For all of its faults, football is a compelling product that for some reason we can’t rip away from. It’s difficult to say if this is hypocrisy or just struggle over coming out of the game’s iron but entertaining grip. For all of the retirements and dangerous conflicting reports, the NFL knows we can’t get enough of football and that practically makes the league untouchable.

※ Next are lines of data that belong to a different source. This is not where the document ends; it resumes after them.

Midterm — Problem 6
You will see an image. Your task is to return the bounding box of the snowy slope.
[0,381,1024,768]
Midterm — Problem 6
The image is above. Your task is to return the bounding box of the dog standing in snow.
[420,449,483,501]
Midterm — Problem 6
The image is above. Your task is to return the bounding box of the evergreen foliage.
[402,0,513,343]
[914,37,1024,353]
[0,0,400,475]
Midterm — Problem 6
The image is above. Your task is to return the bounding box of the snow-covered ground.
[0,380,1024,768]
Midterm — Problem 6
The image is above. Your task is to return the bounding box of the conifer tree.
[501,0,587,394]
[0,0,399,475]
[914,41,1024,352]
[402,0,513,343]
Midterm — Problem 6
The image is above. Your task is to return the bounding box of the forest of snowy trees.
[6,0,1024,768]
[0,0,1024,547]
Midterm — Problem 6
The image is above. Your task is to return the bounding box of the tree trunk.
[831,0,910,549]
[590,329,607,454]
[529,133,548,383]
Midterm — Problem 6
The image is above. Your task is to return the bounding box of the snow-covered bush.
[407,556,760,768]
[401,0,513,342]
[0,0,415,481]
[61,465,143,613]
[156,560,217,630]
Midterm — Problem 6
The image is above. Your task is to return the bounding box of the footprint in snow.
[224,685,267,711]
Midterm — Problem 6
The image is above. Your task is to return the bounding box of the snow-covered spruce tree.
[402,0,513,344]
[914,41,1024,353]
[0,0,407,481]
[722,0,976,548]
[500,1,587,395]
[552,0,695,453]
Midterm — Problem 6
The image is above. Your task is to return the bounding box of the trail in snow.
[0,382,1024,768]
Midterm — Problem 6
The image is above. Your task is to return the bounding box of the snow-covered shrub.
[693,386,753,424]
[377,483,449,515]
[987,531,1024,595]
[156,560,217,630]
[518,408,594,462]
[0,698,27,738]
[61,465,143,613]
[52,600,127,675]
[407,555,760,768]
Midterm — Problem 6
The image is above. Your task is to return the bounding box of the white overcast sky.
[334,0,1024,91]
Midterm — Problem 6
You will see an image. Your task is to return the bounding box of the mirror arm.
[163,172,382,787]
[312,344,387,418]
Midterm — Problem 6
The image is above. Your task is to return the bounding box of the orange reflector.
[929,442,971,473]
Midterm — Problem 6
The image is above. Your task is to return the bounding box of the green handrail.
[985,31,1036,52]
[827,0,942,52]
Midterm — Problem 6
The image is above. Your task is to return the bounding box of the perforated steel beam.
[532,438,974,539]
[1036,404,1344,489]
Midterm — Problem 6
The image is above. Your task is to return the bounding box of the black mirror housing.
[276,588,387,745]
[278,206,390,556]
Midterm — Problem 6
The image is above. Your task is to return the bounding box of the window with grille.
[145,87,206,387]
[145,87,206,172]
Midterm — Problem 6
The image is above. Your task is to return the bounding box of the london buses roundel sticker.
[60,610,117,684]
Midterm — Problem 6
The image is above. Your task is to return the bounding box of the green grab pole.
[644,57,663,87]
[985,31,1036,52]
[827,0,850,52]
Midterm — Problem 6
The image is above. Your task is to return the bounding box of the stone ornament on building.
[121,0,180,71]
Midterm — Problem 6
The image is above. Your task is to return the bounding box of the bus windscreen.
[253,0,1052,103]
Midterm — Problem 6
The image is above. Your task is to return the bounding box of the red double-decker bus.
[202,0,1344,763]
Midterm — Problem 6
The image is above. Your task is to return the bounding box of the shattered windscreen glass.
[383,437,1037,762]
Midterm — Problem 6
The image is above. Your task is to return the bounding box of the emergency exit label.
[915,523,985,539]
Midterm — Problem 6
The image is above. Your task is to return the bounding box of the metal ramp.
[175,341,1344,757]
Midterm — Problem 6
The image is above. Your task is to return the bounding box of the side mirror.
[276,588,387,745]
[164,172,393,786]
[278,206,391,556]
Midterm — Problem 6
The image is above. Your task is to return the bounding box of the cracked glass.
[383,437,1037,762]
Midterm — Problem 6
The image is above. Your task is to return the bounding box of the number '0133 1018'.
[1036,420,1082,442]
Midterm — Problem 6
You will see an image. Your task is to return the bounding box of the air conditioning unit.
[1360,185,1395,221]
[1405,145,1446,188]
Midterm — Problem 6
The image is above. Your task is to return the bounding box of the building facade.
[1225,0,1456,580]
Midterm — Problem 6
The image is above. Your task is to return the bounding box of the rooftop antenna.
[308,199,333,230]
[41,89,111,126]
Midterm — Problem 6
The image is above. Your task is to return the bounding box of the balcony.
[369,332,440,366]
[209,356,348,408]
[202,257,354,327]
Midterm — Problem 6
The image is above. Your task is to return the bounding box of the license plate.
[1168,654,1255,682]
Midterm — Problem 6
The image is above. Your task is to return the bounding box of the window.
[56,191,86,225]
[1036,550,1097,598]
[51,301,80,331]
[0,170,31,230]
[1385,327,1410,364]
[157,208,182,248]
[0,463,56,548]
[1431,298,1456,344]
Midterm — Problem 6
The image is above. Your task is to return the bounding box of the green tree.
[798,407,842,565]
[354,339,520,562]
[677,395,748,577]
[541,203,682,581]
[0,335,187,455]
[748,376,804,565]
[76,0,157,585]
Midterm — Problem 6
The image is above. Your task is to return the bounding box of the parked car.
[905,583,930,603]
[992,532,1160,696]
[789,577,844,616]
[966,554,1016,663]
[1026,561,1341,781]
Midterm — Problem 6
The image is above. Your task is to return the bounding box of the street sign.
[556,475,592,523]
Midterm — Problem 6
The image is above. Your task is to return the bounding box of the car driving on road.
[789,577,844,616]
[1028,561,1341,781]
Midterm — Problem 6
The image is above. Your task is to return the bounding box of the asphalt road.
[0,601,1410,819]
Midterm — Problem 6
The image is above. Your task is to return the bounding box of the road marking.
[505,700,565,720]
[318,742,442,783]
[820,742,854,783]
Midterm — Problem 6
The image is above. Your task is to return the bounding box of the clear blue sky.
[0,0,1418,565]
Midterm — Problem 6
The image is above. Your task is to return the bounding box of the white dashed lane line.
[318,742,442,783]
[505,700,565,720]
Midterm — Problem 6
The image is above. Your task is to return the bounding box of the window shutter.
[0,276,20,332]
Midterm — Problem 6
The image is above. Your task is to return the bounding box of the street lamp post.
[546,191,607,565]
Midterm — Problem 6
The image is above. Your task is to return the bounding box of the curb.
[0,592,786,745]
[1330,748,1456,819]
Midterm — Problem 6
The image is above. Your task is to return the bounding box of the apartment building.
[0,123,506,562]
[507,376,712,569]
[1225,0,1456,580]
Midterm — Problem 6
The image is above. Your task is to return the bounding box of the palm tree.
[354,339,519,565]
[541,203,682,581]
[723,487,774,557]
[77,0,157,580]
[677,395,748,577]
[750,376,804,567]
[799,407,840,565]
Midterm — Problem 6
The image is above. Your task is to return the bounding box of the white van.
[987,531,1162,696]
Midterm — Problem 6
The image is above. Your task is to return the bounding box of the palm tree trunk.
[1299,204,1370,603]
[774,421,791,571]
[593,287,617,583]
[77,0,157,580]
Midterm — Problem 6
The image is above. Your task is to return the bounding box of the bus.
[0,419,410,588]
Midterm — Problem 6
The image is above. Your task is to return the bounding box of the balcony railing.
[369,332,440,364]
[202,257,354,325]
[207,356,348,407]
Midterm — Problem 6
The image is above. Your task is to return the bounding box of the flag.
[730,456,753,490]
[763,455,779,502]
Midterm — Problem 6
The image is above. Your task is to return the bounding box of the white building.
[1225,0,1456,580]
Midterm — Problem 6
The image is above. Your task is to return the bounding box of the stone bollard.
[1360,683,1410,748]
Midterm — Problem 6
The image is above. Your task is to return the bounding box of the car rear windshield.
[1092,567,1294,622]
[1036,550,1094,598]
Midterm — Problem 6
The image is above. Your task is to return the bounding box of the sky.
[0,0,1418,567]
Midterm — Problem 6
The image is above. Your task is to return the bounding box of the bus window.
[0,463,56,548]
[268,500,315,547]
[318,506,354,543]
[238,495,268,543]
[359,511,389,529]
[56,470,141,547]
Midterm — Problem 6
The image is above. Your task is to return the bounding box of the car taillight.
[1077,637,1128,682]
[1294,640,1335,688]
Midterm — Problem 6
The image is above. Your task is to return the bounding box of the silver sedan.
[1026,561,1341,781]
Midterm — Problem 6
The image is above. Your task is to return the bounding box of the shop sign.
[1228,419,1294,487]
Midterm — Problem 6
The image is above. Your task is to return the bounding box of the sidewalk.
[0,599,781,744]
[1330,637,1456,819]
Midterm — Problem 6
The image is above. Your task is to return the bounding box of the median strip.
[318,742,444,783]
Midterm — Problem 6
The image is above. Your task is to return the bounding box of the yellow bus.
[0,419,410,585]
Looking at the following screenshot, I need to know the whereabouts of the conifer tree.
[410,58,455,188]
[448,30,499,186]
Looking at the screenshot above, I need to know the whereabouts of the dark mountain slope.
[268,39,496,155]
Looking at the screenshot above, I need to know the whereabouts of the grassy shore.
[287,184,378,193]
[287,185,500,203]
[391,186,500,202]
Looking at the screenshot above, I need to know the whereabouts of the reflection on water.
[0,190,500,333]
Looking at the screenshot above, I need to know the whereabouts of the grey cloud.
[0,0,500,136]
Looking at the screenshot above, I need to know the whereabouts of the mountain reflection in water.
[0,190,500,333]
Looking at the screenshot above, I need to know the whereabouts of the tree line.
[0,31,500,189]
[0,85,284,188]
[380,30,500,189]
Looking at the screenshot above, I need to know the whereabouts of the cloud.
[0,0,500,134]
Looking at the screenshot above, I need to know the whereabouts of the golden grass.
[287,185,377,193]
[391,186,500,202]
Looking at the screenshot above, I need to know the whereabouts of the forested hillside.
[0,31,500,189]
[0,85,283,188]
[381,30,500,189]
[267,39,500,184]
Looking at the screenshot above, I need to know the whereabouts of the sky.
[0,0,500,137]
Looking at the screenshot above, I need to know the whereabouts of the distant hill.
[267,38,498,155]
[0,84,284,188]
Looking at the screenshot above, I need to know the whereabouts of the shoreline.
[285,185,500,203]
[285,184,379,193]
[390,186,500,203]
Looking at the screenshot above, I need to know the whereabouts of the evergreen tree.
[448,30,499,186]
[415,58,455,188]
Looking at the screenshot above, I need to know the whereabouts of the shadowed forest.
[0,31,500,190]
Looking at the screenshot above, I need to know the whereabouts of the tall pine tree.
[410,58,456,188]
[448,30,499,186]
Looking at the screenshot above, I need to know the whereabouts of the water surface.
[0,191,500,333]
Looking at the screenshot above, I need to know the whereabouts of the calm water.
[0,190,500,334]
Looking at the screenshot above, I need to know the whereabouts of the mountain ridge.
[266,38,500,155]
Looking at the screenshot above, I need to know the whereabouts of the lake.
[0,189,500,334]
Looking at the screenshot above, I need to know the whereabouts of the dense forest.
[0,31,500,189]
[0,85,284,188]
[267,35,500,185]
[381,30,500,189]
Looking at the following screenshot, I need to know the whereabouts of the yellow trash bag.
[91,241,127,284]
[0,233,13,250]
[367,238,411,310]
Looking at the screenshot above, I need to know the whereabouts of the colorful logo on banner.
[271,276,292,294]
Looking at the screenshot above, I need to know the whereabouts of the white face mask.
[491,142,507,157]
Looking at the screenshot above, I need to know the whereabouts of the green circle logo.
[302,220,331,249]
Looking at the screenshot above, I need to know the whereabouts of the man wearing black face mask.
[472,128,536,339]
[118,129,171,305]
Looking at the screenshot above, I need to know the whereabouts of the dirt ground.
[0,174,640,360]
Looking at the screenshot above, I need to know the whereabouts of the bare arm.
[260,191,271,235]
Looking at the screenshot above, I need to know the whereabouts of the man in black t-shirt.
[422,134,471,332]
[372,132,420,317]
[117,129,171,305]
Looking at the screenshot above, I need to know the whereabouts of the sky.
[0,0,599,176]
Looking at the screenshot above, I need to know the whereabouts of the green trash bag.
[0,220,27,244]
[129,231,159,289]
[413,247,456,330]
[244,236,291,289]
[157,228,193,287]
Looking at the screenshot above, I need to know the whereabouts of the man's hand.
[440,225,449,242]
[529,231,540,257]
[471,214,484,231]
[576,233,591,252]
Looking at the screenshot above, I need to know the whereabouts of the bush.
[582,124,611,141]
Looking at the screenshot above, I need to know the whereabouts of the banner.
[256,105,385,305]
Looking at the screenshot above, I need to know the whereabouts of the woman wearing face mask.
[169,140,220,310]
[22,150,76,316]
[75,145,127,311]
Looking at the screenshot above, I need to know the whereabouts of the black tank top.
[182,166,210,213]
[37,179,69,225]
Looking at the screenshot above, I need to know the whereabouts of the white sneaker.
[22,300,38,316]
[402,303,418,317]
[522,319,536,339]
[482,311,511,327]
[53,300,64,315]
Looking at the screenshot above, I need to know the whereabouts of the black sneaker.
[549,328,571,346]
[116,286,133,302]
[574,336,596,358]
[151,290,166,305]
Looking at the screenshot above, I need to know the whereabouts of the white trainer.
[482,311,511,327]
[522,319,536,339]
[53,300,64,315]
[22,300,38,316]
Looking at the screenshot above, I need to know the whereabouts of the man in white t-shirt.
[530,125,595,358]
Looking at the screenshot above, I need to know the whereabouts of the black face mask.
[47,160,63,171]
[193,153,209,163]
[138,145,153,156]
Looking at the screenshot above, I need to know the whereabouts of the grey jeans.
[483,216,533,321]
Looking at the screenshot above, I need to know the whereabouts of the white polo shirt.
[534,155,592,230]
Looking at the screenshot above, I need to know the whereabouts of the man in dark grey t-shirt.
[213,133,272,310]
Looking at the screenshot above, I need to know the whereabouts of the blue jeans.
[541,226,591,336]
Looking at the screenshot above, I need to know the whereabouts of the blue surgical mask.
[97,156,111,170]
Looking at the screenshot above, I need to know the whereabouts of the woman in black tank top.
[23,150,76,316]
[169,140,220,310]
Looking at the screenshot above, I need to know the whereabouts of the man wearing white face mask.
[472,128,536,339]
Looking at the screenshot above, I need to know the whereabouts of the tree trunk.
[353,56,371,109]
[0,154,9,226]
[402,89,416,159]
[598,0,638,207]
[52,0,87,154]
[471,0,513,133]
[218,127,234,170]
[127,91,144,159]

Who knows how things will look for the league five years let alone a decade from now. There are ways to become more aware and push for a change in culture so this retirement crisis doesn’t depressingly grow into a full on massive revolution for self-preservation. It shouldn’t have to come to that point.
If we all don’t become more cognizant of the problems in the NFL and football, it’s hard not to ponder whether the game we religiously consume exists in the capacity we know it as today, let alone at all.